Abstracts

Rationale: The genetic causes of epilepsy are presumed to be multifactorial and are important in childhood epilepsy. Recent studies revealed that various genetic mutations linked to genetic epileptic syndromes and provided information about the mechanism of epileptogenesis, prognosis, and adequate treatment. In this study, we try to detect genetic mutations through epilepsy gene panel using next generation sequencing (NGS) in early-onset epilepsies in childhood. Methods: We retrospectively reviewed the medical records of 68 patients (female : male = 37 : 31) with early-onset (=2yr) epilepsy at Samsung Medical Center between June 2014 and April 2016. The patients with symptomatic etiologies such as structural brain lesions were excluded. We designed customized NGS-based epilepsy gene panel containing total 111 genes which included 38 candidate genes for genetic generalized epilepsy syndromes and 73 genes for other genetic epilepsy. The gene panel included the coding exons, and intro-exon boundaries using bidirectional sequencing. Results: The mean age of seizure onset was 0.6 0.45 years (range, 3 days to 2 years old). Thirty-eight patients (55.9%) had severe developmental delay and 23 patients (33.8%) had normal developments. Three sibling cases was included and 28 patients had a family history of epilepsy (n = 18) or febrile seizure (n = 10). In 34 patients (50.0%), we identified mutations which were known to be associated with genetic epilepsy disorders: SCN1A (n = 13, 38.2%), PRRT2 (n = 4, 11.8%), SCN8A (n = 3, 8.8%), PCDH19 (n = 3, 8.8%), KCNQ2 (n = 2, 5.9%), KCNT1 (n = 2, 5.9%), KCNQ3 (n = 1, 2.9%) ARX (n = 1, 2.9%), SCN9A (n = 1, 2.9%), FOXG1 (n = 1, 2.9%), KCNMA1 (n = 1, 2.9%), and CACNA1H (n = 1, 2.9%). In 18 children with presumed as Dravet syndrome clinically, 12 were confirmed to have a SCN1A mutation and 3 had a PCDH19 mutation.
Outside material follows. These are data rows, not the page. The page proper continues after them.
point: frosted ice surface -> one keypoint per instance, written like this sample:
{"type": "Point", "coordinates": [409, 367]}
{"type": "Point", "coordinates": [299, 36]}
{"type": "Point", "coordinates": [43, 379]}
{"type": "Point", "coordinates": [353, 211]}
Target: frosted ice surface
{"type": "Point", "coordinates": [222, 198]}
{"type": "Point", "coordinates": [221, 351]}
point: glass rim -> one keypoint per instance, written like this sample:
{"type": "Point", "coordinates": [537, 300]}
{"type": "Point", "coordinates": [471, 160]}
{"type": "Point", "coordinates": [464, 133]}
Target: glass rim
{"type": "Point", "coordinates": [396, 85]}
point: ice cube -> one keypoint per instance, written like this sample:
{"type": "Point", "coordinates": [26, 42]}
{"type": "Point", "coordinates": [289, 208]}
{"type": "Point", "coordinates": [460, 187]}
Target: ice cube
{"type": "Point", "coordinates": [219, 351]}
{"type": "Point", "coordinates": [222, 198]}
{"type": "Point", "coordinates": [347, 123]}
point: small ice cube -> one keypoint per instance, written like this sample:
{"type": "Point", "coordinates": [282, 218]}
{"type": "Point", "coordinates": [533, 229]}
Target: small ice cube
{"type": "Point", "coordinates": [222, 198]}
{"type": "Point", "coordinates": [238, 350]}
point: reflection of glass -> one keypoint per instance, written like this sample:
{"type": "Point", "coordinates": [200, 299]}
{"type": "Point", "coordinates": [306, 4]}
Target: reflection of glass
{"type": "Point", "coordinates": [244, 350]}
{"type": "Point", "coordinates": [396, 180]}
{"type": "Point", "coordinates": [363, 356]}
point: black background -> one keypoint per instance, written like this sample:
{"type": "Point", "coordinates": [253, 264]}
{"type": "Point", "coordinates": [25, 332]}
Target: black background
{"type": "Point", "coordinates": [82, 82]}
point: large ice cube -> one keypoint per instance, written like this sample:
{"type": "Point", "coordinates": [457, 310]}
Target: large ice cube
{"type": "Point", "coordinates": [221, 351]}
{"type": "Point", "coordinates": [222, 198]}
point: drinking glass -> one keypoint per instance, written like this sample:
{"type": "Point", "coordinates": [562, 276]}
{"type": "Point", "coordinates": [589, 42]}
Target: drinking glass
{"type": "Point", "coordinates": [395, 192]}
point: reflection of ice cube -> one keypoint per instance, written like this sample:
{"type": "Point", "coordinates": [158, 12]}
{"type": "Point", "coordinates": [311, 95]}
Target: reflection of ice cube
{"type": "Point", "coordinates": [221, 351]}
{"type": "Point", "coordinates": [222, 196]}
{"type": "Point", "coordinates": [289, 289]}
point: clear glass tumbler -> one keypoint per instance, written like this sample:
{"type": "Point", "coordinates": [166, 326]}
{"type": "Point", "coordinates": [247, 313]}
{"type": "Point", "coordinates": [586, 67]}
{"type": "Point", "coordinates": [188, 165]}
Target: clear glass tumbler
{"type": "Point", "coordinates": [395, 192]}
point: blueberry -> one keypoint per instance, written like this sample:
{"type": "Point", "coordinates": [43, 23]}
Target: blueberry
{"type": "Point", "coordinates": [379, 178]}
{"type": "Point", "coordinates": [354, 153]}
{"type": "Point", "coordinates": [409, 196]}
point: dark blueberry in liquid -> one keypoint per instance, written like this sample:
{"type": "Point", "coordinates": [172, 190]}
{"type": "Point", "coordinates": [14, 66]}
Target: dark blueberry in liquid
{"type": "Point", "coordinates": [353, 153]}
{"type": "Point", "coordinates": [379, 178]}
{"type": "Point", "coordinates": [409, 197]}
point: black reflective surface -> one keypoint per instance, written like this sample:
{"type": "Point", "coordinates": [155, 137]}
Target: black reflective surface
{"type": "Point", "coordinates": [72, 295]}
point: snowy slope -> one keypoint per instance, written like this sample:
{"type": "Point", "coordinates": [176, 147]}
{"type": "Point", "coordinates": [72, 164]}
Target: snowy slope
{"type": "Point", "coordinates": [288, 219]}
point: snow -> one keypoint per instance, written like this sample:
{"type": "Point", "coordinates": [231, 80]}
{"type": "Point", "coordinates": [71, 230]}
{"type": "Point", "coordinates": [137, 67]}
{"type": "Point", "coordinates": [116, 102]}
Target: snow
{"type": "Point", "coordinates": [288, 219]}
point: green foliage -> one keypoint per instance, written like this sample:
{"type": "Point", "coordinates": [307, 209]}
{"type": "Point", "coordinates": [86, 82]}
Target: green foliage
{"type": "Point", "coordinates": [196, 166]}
The other one was revealed to have a SCN8A mutation. One family was revealed to have PRRT2 mutation. Twenty-one patients with mutation were sporadic cases without family history. Conclusions: Our data demonstrated the clinical efficacy of NGS-based epilepsy gene panel for screening in not only patients with clinically suspicious of specific syndrome but also sporadic cases. NGS-based epilepsy gene panel makes another step forward in diagnosis and new therapeutic approaches of childhood intractable epilepsy. Funding: This study was not supproted by any funding.